Thursday, September 2, 2010
Best Read of the Summer: How I Live Now
Let's get one thing straight: I rarely succumb to tears when I read a novel, but Meg Rosoff's How I Live Now left me aching, weeping and glad for my sunglasses. I was in public for God's sake.
I also laughed at this book and stewed in my own bitter envy for the woman's gorgeous writing.
Funny. Just a few months ago, I was happily blogging about Markus Zuzak 's short, bittersweet sentences. Here I am excited about Rosoff's long, meandering ones. That's how protagonist Daisy's voice starts off, anyway. She goes to live with her cousins in England. Oh, sure there's a war imminent and everything but that's for people in other countries, right? Daisy has her own problems.

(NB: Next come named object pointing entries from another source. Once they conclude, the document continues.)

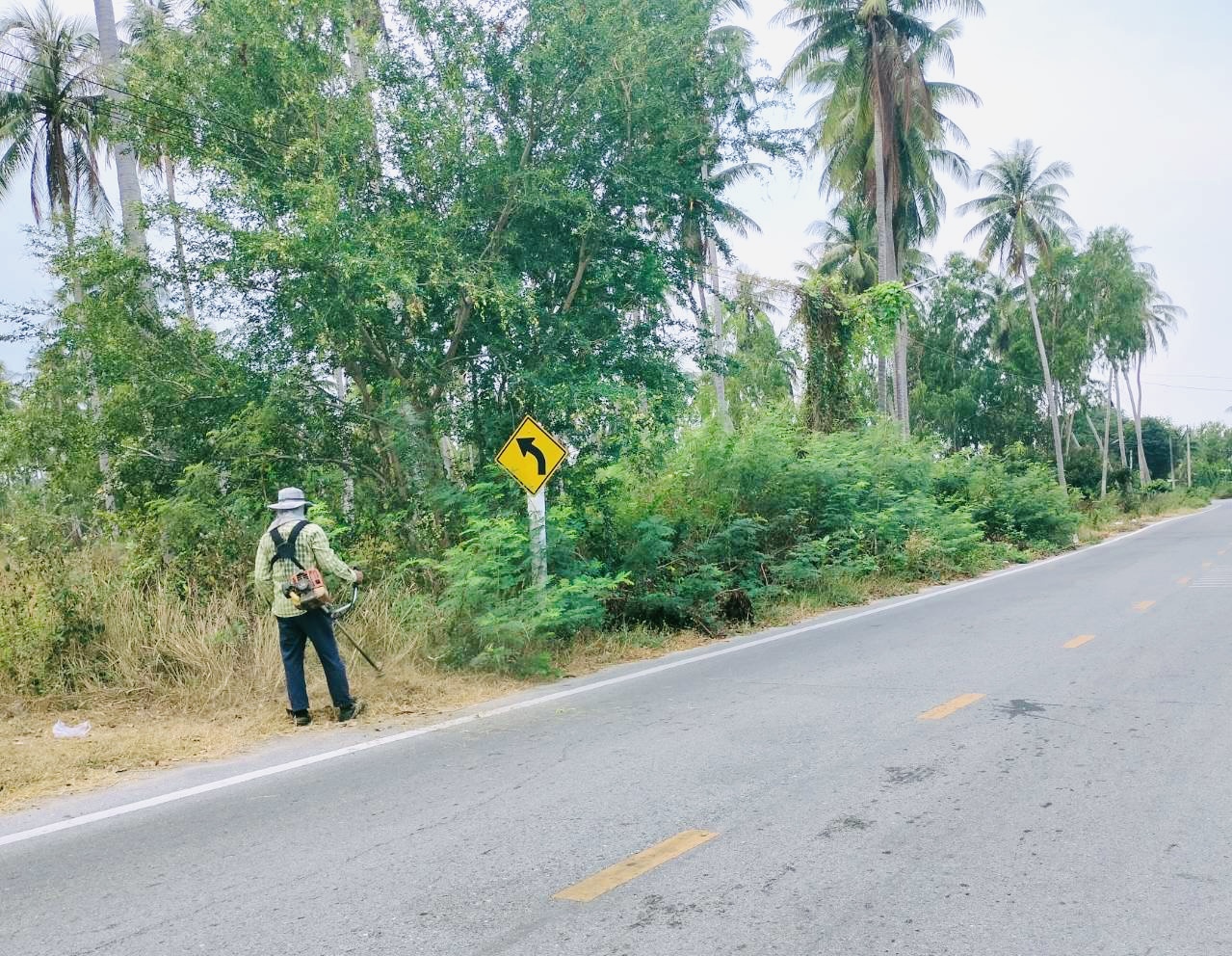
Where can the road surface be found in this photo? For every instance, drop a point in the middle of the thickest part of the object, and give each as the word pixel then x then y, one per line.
pixel 1035 764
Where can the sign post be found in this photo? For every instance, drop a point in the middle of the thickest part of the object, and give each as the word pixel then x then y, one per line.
pixel 531 456
pixel 537 508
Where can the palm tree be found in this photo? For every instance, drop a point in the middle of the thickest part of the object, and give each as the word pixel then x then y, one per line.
pixel 49 120
pixel 1160 315
pixel 126 160
pixel 145 21
pixel 868 58
pixel 1023 216
pixel 848 246
pixel 49 112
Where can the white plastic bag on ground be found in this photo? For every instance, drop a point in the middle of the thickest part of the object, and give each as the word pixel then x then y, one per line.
pixel 65 731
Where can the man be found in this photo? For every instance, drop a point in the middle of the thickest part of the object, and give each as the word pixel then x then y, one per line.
pixel 292 534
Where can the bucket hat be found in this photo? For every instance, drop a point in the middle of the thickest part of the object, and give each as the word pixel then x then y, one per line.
pixel 288 499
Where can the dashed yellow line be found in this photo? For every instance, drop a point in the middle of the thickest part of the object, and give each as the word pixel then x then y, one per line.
pixel 945 709
pixel 635 866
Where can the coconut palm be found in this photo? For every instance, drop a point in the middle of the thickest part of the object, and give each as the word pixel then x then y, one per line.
pixel 848 246
pixel 126 160
pixel 49 112
pixel 145 22
pixel 869 59
pixel 1021 217
pixel 1160 315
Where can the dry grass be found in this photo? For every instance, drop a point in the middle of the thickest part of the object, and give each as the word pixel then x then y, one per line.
pixel 208 684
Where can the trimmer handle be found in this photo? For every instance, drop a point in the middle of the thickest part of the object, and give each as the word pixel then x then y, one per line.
pixel 339 611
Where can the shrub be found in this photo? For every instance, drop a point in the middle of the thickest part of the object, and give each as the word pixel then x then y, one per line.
pixel 1014 500
pixel 491 618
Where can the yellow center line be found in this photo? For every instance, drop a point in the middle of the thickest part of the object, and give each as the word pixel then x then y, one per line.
pixel 635 866
pixel 949 707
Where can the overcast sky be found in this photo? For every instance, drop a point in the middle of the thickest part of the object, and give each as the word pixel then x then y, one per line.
pixel 1131 93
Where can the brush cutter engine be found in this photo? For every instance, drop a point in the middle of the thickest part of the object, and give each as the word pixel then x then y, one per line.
pixel 307 590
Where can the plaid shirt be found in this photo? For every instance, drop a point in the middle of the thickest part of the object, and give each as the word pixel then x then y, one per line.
pixel 312 551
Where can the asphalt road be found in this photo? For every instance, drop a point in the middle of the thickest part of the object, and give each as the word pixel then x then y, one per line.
pixel 840 790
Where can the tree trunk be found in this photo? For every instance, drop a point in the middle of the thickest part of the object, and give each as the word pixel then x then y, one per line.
pixel 887 261
pixel 93 397
pixel 348 465
pixel 724 412
pixel 1047 380
pixel 1108 423
pixel 181 261
pixel 1103 447
pixel 1120 420
pixel 1136 404
pixel 126 162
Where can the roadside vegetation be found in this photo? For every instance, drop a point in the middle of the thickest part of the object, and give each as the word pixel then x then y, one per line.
pixel 361 242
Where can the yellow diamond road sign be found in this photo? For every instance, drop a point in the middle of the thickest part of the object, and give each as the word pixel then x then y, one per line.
pixel 531 455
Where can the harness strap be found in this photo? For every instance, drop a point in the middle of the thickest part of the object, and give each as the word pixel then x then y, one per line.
pixel 285 549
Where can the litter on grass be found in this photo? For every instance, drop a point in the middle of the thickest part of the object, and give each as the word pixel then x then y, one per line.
pixel 65 731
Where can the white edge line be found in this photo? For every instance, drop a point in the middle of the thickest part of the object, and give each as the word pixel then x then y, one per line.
pixel 176 795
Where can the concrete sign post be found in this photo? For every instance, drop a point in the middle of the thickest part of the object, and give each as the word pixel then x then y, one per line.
pixel 531 456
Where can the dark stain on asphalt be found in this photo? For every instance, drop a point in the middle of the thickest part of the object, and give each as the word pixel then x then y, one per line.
pixel 1021 708
pixel 846 824
pixel 900 775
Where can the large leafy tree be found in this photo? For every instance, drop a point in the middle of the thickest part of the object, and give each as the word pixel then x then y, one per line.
pixel 515 247
pixel 1021 216
pixel 878 119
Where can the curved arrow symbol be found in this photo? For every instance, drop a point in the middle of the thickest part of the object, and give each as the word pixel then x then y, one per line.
pixel 528 446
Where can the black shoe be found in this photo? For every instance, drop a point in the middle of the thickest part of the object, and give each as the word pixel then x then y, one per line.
pixel 301 718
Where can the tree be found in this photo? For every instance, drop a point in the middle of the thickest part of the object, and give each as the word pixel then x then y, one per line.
pixel 126 160
pixel 146 21
pixel 764 363
pixel 727 58
pixel 1023 215
pixel 49 112
pixel 878 109
pixel 848 246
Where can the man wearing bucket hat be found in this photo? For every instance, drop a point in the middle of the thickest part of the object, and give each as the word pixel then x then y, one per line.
pixel 292 534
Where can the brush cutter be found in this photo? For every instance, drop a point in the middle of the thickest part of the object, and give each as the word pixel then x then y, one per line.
pixel 338 612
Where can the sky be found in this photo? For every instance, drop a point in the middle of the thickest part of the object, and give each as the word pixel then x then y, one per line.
pixel 1131 93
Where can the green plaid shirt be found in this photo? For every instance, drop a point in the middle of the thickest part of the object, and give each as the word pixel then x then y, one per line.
pixel 312 551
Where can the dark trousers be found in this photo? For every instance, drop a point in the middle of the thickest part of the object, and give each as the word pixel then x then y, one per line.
pixel 294 634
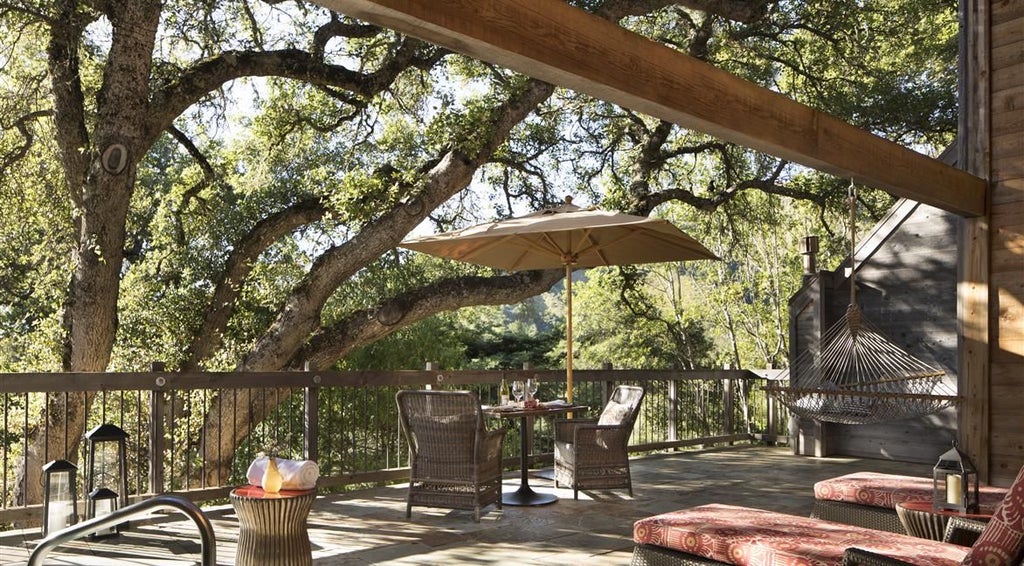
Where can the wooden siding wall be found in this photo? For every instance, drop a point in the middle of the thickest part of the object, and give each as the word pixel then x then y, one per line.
pixel 1006 440
pixel 906 287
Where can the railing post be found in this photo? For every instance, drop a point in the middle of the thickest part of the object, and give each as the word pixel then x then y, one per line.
pixel 673 432
pixel 607 386
pixel 158 404
pixel 310 419
pixel 728 399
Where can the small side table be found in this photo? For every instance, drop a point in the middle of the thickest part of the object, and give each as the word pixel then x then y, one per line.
pixel 272 526
pixel 921 519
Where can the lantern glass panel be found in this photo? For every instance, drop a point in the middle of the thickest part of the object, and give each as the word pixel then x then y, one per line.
pixel 59 506
pixel 103 502
pixel 955 482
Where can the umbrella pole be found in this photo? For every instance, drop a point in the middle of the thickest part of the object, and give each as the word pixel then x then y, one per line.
pixel 568 333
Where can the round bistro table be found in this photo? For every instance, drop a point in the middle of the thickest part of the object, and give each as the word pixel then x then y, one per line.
pixel 272 526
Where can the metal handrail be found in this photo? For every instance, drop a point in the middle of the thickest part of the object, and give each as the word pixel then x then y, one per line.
pixel 74 532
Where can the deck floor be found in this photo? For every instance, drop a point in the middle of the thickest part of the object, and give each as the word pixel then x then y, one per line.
pixel 370 526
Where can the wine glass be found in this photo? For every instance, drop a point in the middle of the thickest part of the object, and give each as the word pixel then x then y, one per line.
pixel 517 391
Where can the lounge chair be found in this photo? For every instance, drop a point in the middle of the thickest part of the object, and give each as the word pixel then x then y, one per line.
pixel 726 534
pixel 868 498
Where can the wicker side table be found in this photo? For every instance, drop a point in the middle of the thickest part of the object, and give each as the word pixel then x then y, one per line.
pixel 272 526
pixel 922 520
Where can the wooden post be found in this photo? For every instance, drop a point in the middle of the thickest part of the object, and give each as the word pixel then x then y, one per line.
pixel 974 293
pixel 310 419
pixel 158 404
pixel 727 406
pixel 673 431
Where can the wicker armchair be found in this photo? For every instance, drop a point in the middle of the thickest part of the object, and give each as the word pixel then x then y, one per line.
pixel 456 463
pixel 592 454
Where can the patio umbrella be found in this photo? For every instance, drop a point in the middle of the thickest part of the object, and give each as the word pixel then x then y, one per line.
pixel 567 236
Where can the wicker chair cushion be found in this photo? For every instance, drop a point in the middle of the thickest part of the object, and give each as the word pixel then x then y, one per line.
pixel 614 414
pixel 1003 539
pixel 885 490
pixel 743 535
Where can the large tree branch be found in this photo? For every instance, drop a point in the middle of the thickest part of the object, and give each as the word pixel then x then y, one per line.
pixel 736 10
pixel 365 327
pixel 209 75
pixel 299 316
pixel 238 267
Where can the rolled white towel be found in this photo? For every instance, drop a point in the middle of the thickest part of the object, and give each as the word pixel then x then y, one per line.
pixel 297 474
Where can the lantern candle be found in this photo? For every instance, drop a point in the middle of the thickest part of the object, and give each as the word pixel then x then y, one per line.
pixel 954 489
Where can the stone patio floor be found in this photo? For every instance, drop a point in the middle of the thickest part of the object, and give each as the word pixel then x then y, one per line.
pixel 370 526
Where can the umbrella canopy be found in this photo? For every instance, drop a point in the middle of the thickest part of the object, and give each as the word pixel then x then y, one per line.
pixel 566 236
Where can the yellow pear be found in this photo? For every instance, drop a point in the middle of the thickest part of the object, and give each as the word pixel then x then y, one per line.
pixel 271 477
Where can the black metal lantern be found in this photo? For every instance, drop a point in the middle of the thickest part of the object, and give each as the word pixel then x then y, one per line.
pixel 955 482
pixel 59 495
pixel 108 465
pixel 102 502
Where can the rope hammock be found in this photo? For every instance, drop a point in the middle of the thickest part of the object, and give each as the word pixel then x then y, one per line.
pixel 857 376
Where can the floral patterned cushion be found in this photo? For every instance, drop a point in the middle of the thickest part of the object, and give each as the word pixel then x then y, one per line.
pixel 885 490
pixel 1003 539
pixel 745 536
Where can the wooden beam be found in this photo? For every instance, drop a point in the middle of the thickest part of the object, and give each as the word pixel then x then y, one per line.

A terrorist-style war strikes, which is of the author's imagination. Or exaggeration. As with her later novel Just in Case, Meg Rosoff creates her own paradigm. If her writing was painting, it might be cubist--realistic but on its own set of planes. In a recent Globe and Mail article, novelist Jonathan Franzen dismisses research-based writing as limiting for character development. Characters get too squished in my the constraints of fact. The premise is as good as any. At least it justifies his writing, (which needs no justification anyway) and Rosoff's too.
Fortunately, I have Meg Rosoff's second novel by my bed, and awaiting consumption. Then I might have to do what my 9-year-old daughter did, and write my beloved author. Stomp my little foot and demand another novel. It worked for my kid. If it doesn't work for me, I'm not beneath begging.